Cada laminilla da lugar a archivos de alta resolución de entre 200 y 300 megabytes que se almacenan en un servidor. A este servidor es posible acceder desde las estaciones de trabajo de todos los patólogos del laboratorio a través de un software de gestión. “Una vez elegida cada prueba que vamos a estudiar, se abre en una pantalla de alta resolución donde vemos la muestra igual que si lo hiciéramos a través del microscopio”, explica el jefe del servicio, Agustín Acevedo.

“Nos podemos mover a través de la muestra, acercarnos o alejarnos al igual que lo haría con el microscopio.
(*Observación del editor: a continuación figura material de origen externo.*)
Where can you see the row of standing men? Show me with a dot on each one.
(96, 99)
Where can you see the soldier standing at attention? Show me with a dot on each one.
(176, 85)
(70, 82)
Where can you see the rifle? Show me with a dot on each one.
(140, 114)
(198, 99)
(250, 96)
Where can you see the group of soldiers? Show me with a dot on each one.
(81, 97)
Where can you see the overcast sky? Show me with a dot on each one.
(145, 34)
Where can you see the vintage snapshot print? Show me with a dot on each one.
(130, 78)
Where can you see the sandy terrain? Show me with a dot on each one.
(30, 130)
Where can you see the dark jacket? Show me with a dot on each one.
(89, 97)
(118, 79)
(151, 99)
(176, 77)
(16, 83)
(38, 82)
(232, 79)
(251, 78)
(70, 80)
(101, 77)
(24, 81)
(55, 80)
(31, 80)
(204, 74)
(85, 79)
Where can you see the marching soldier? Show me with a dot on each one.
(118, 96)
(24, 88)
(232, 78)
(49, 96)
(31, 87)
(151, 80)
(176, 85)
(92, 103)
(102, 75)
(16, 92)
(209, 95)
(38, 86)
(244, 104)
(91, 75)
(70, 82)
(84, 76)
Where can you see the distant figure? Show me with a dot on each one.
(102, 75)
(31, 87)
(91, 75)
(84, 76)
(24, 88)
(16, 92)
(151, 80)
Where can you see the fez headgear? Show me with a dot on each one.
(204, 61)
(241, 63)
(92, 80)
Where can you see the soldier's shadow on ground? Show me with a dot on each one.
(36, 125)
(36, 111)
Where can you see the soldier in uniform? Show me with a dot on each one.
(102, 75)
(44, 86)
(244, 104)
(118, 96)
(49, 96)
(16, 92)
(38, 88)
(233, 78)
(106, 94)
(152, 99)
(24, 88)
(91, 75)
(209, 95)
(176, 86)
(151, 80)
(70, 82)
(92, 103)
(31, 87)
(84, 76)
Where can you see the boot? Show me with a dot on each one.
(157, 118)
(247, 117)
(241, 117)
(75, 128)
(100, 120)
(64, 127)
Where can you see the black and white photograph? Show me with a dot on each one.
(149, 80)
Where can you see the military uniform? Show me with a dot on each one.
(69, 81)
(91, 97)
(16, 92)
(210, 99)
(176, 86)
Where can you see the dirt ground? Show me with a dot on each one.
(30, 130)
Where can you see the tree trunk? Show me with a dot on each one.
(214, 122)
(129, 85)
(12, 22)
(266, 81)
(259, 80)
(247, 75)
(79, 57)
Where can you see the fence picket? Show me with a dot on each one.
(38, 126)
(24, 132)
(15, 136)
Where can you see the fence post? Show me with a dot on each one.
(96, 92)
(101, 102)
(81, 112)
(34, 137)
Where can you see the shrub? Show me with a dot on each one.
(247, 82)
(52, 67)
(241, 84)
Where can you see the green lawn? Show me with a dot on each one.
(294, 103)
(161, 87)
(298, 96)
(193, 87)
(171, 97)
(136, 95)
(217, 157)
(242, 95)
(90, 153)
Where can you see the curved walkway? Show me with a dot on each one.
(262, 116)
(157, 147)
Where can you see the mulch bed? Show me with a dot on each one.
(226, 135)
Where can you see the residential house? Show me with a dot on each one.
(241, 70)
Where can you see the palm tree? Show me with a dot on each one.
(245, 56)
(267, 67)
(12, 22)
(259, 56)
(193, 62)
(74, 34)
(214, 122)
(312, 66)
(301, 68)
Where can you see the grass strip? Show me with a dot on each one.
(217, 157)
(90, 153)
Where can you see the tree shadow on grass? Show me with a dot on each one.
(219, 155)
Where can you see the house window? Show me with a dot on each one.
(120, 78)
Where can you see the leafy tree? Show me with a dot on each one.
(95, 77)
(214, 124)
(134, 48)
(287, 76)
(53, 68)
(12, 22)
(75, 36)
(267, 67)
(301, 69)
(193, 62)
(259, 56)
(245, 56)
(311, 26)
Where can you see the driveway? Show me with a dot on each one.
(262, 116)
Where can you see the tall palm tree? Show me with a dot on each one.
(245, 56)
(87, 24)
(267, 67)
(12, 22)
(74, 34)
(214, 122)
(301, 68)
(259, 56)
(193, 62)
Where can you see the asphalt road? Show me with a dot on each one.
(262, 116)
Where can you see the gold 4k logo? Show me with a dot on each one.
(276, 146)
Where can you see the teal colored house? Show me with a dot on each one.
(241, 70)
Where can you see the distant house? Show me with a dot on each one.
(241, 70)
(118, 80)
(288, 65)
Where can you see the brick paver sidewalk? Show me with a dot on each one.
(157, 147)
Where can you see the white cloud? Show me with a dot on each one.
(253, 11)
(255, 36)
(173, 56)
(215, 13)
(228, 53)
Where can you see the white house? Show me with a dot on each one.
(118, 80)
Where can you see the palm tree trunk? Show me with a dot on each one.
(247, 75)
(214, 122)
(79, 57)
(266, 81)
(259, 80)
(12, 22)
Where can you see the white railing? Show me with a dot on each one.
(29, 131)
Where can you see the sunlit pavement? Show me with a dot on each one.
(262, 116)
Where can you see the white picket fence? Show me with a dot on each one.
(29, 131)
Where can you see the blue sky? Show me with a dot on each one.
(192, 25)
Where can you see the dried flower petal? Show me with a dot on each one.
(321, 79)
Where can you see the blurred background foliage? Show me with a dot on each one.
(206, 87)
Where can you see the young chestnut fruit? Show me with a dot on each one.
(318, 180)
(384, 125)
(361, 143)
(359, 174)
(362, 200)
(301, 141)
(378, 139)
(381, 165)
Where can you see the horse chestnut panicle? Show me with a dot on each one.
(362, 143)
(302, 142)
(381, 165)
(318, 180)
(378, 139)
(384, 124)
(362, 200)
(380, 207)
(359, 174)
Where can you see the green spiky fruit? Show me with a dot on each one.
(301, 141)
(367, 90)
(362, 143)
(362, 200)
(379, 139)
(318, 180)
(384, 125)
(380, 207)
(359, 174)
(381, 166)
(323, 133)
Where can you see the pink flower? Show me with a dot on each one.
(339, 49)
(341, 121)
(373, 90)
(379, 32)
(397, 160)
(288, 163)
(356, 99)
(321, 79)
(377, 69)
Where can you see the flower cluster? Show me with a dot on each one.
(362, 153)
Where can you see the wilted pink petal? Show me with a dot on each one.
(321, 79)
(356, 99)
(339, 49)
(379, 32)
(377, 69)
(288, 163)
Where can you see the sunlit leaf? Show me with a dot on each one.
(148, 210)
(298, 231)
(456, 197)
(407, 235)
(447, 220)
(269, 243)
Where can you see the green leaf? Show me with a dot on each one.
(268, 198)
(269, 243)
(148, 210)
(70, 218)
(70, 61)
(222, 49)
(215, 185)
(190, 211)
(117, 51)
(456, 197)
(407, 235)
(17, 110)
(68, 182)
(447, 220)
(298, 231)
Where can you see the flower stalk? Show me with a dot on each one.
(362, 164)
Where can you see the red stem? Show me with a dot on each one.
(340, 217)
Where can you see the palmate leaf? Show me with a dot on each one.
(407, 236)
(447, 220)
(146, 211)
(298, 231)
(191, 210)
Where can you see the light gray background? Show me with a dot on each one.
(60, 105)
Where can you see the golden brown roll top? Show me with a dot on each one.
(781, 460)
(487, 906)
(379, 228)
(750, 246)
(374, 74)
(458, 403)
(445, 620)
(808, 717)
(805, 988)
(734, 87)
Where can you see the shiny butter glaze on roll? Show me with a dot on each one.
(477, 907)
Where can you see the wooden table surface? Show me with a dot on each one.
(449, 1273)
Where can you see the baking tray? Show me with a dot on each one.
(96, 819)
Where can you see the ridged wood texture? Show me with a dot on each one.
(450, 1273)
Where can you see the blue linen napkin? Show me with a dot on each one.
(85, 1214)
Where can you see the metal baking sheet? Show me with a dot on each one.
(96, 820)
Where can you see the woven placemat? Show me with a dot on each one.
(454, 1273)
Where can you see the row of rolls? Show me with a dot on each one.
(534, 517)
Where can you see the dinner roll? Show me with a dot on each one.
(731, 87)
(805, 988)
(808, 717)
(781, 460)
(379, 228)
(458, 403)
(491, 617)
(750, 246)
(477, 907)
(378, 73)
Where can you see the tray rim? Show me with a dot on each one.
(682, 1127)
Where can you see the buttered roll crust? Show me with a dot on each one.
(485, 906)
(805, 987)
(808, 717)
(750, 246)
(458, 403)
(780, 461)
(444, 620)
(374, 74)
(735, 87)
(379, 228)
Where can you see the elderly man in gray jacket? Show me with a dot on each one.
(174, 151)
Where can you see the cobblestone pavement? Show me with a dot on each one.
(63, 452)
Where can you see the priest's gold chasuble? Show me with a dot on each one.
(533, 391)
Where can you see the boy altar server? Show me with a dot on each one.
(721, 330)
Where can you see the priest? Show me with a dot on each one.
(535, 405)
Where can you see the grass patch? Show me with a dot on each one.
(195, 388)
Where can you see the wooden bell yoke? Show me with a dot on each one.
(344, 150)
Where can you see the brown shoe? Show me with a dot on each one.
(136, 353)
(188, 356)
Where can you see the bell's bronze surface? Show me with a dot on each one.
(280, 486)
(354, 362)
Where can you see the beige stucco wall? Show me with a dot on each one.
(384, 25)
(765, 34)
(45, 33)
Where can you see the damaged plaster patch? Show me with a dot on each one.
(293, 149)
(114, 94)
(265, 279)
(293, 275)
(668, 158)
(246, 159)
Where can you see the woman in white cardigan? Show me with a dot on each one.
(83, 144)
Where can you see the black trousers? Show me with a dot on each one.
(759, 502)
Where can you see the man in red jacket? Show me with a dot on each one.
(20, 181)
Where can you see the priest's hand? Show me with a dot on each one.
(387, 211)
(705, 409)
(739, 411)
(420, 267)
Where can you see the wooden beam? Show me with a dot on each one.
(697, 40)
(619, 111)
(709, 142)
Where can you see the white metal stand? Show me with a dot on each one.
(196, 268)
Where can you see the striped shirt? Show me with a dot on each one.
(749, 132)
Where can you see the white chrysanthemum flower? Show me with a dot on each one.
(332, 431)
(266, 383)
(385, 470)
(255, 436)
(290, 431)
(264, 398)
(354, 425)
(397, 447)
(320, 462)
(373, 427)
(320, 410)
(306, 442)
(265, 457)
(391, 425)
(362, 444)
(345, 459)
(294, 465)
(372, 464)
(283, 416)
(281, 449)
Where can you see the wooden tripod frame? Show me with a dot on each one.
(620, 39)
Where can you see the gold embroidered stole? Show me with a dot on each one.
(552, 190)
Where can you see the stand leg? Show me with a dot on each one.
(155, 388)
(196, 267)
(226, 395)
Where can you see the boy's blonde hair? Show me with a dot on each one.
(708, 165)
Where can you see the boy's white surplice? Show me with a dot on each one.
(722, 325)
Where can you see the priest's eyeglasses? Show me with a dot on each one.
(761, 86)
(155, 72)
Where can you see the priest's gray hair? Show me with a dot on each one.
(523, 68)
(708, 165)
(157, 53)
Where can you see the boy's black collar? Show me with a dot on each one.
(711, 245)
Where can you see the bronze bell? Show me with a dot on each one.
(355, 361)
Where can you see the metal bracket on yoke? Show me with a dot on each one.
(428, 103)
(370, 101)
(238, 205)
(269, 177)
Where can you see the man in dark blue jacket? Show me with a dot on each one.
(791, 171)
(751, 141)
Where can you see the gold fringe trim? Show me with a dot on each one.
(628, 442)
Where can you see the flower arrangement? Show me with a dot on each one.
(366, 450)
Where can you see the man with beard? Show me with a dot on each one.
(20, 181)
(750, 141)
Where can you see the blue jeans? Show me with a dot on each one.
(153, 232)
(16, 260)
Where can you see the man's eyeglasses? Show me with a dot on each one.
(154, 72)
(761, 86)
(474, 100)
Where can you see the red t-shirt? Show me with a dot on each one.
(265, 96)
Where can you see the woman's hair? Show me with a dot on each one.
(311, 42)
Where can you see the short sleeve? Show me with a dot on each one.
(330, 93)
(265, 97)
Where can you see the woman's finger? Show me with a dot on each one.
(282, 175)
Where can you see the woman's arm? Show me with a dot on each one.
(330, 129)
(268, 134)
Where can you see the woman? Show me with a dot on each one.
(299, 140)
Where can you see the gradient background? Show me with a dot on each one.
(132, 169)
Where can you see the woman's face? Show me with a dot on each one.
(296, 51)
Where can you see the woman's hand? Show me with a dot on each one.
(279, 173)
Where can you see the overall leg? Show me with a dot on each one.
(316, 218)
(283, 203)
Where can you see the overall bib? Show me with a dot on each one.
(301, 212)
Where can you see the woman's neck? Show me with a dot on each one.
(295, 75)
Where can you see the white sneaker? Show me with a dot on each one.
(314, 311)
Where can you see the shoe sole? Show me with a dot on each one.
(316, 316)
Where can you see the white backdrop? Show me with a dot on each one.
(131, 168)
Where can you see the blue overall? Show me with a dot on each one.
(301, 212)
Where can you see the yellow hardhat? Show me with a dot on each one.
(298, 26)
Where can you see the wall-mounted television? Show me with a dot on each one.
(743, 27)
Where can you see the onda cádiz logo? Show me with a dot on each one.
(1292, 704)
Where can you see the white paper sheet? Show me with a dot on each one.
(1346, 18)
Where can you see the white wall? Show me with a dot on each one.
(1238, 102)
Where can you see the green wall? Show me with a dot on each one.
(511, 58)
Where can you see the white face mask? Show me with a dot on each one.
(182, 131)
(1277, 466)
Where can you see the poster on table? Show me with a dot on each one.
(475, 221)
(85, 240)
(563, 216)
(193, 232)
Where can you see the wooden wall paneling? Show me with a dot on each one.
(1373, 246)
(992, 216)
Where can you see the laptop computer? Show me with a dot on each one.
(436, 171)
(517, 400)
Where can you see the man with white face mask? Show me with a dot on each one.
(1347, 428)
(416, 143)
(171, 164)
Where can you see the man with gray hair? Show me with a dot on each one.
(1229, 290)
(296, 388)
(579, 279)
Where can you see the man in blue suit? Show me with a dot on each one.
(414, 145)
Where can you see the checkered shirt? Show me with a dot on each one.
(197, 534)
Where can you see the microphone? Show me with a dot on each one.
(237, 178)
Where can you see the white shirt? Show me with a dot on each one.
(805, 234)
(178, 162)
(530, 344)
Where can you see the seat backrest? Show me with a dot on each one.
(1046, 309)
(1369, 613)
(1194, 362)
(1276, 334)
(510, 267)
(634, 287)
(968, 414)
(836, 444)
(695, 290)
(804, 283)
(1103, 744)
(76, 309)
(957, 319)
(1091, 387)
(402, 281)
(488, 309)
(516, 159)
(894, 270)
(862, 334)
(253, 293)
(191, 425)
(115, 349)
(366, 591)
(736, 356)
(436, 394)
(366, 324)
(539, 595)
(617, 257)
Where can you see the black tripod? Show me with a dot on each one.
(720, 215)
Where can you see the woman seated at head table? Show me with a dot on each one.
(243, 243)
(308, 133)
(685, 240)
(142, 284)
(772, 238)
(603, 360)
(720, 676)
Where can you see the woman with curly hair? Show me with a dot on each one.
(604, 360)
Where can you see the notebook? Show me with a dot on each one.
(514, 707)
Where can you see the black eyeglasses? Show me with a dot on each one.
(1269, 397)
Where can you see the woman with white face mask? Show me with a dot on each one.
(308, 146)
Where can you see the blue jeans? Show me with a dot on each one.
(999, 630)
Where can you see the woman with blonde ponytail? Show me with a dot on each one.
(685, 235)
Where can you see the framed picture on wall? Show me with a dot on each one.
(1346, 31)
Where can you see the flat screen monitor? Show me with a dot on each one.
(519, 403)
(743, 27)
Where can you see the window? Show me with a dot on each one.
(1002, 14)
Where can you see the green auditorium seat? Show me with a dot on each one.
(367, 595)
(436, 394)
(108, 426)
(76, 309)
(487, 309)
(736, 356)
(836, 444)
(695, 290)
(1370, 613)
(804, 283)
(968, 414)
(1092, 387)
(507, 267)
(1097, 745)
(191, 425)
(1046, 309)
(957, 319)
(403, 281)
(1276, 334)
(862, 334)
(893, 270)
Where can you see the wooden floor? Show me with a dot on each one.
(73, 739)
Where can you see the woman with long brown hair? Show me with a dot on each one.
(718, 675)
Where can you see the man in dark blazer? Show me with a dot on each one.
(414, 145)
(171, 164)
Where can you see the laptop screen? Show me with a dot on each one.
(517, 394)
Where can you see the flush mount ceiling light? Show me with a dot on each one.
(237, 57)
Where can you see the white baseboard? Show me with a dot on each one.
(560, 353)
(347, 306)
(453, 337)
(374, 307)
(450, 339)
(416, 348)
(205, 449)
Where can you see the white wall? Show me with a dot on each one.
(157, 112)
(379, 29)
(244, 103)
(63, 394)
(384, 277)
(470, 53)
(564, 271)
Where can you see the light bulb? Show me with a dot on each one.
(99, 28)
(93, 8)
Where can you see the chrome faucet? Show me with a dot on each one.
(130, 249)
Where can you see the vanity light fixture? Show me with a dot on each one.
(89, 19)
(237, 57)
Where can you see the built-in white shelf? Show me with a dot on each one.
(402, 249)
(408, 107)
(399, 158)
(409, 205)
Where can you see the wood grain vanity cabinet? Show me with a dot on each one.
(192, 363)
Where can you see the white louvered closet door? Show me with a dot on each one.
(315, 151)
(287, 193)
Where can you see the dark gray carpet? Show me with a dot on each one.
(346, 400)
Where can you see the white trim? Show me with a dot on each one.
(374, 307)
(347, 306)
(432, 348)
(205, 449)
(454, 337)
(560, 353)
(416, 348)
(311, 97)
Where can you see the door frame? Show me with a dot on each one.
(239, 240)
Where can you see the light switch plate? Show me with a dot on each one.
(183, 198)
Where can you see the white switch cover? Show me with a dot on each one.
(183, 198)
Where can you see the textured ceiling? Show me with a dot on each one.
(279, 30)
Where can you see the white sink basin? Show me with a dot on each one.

Además, la tecnología digital nos permite aplicar algoritmos a la imagen que nos ayudan en el diagnóstico, por ejemplo, en muestras de cáncer de mama ayuda a contabilizar las células que estén dividiéndose”, añade el especialista.

Colaboración sin límites

La digitalización de las muestras histológicas permite, asimismo, realizar consultas entre compañeros sin que la distancia suponga un problema. Igualmente, ayuda a preparar sesiones o comités, ofreciendo numerosos ejemplos de cualquier patología de forma sencilla. “El patólogo ya no tiene que estar vinculado físicamente al sitio donde se estén realizando los preparados”, comenta Acevedo, para quien la “patología digital” facilita el trabajo, pero en ningún caso sustituye “el conocimiento y la experiencia del patólogo”.

“Aunque las imágenes se vean en pantalla en vez de en un microscopio, el patólogo ha de aplicar su experiencia y su conocimiento para realizar un dictamen acertado”, destaca el médico, según el cual las nuevas herramientas permiten también ver más rápidamente la evolución de un paciente. “Todo para poder ofrecer un tratamiento más personalizado”, concluye Acevedo.